Page 48 of Possession

“But you can’t tell me that you enjoyed the life you had down in that box.”

I’m not sure how to respond, and Aris isn’t either. It almost sounds like he’s speaking against the mages’ protocol.

Is this some kind of test?

“I didn’t,” I admit after hesitating, nervously, not wanting to say the wrong thing.

Henry sighs and leans back in the chair, thoughtful. “What will you do now?” he asks, tone still light.

I blink. “You mean, you aren’t going to take me back?”

Henry takes a moment to respond.

Rehearsing his answer, says Aris.

Or he’s just thinking.

“It wasn’t right what they were doing to you, but I don’t know how safe you’d be on your own,” Henry says. “Aris is renowned for his crimes. There’s nowhere you could go where you wouldn’t be apprehended—no borders to cross, no ship to take. You couldn’t have a life.”

I knew this already, but Aris can get around it. Granted, he would have to come out, and we would need to find a way to secure that I don’t disappear, but he could help.

“You didn’t cover your tracks well either. Even if I don’t notify the mages, they’ll be here soon enough. I expect whoever,” he points at my wound, and even under gauze and a blanket, I feel stripped bare, “did that to you, will find you as well.”

His words surround me and press my shoulders down. His tone has never once turned snide, and he’s only being honest, but the truth is a beat down. I feel like a child again. Little, and alone.

You are not alone, Aris says quietly.

I consider that, looking away from him. He’s right—I’ll have him, but that brings a whole other set of problems.

It’s funny. I’ve got an all-powerful god on my side, and I still feel powerless.

Not all-powerful, murmurs Aris.

And not exactly on my side, either.

Aris pauses for a moment, then says, You’ve become solemn quite abruptly. You might want to consider that he is using magic to influence your emotions.

Henry wouldn’t do that.

The same Henry whose last name you don’t know? He scoffs when I stay quiet. Don’t take it so personally. Why wouldn’t he lie? Why wouldn’t he use magic? We’re a threat.

He has a point. I’m still reeling from the betrayal at the gala and have no interest in falling into another trap.

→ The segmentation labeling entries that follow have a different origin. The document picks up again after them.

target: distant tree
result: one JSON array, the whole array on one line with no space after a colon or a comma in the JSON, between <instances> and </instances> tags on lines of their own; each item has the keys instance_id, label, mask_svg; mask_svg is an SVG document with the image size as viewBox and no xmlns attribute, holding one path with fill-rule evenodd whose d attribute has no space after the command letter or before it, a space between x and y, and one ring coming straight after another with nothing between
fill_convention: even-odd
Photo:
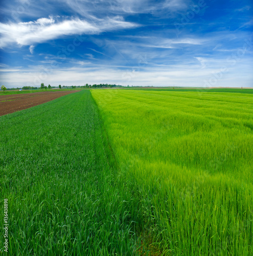
<instances>
[{"instance_id":1,"label":"distant tree","mask_svg":"<svg viewBox=\"0 0 253 256\"><path fill-rule=\"evenodd\" d=\"M1 90L2 90L2 91L4 91L4 93L5 93L5 91L6 90L7 90L7 89L6 89L6 87L5 87L5 86L1 86Z\"/></svg>"}]
</instances>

“Why are you saying all of this?”

My voice, sharper than it’s ever been with him, makes Henry sit up straighter. “I want to help you,” he says.

His face, while sweet, doesn’t make me that stupid. “Why now, after watching me in a cage for three years?”

“What could I have done?” he demands with sudden intensity, eyes narrowed from the force of his own words. “Do you think that I have any power with the mages, that I could have changed anything? In some ways, I was as trapped as you were.”

Oh, please, says Aris.

As if he can hear him, or at the very least sense Aris’ doubt, Henry’s tone turns even more vehement and insistent. “I signed up for as many shifts as I could, because I knew what the others were doing!” he exclaims. “I knew that they liked messing with you, and I tried my best to keep them away. I’m no apprentice—why do you think I watched you so much? Instead of studying with the colleagues of my rank, I was with you, taking care of you!

“I was never allowed to talk to you. If I had, I would’ve been pulled, and you would’ve been surrounded by people much worse than me. But do you think I didn’t see you? Did you think I wasn’t watching?”

My eyes are wide. I had no idea he ever cared about me, let alone that he cared this much.